Re: zone state overhead

KOSAKI Motohiro <kosaki.motohiro@xxxxxxxxxxxxxx> · Wed, 13 Oct 2010 12:36:42 +0900 (JST)

Hello, 

> ==== CUT HERE ====
> mm: page allocator: Adjust the per-cpu counter threshold when memory is low
> 
> Commit [aa45484: calculate a better estimate of NR_FREE_PAGES when
> memory is low] noted that watermarks were based on the vmstat
> NR_FREE_PAGES. To avoid synchronization overhead, these counters are
> maintained on a per-cpu basis and drained both periodically and when a
> threshold is above a threshold. On large CPU systems, the difference
> between the estimate and real value of NR_FREE_PAGES can be very high.
> The system can get into a case where pages are allocated far below the
> min watermark potentially causing livelock issues. The commit solved the
> problem by taking a better reading of NR_FREE_PAGES when memory was low.
> 
> Unfortately, as reported by Shaohua Li this accurate reading can consume
> a large amount of CPU time on systems with many sockets due to cache
> line bouncing. This patch takes a different approach.
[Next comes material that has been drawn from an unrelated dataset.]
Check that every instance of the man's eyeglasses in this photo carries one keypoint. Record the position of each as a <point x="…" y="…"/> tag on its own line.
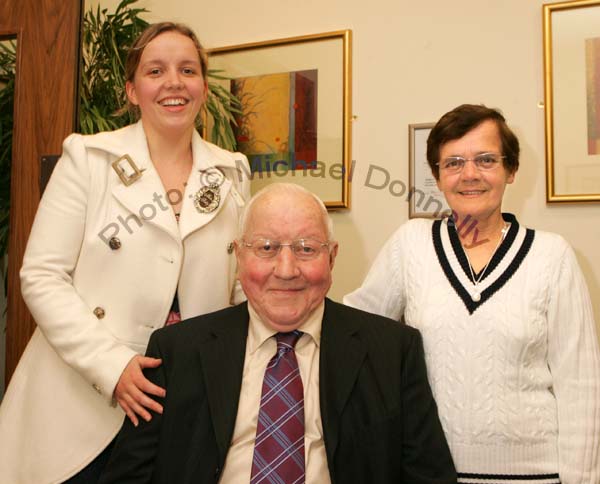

For large machines
> where counter drift might be unsafe and while kswapd is awake, the per-cpu
> thresholds for the target pgdat are reduced to limit the level of drift
> to what should be a safe level. This incurs a performance penalty in heavy
> memory pressure by a factor that depends on the workload and the machine but
> the machine should function correctly without accidentally exhausting all
> memory on a node. There is an additional cost when kswapd wakes and sleeps
> but the event is not expected to be frequent - in Shaohua's test case,
> there was one recorded sleep and wake event at least.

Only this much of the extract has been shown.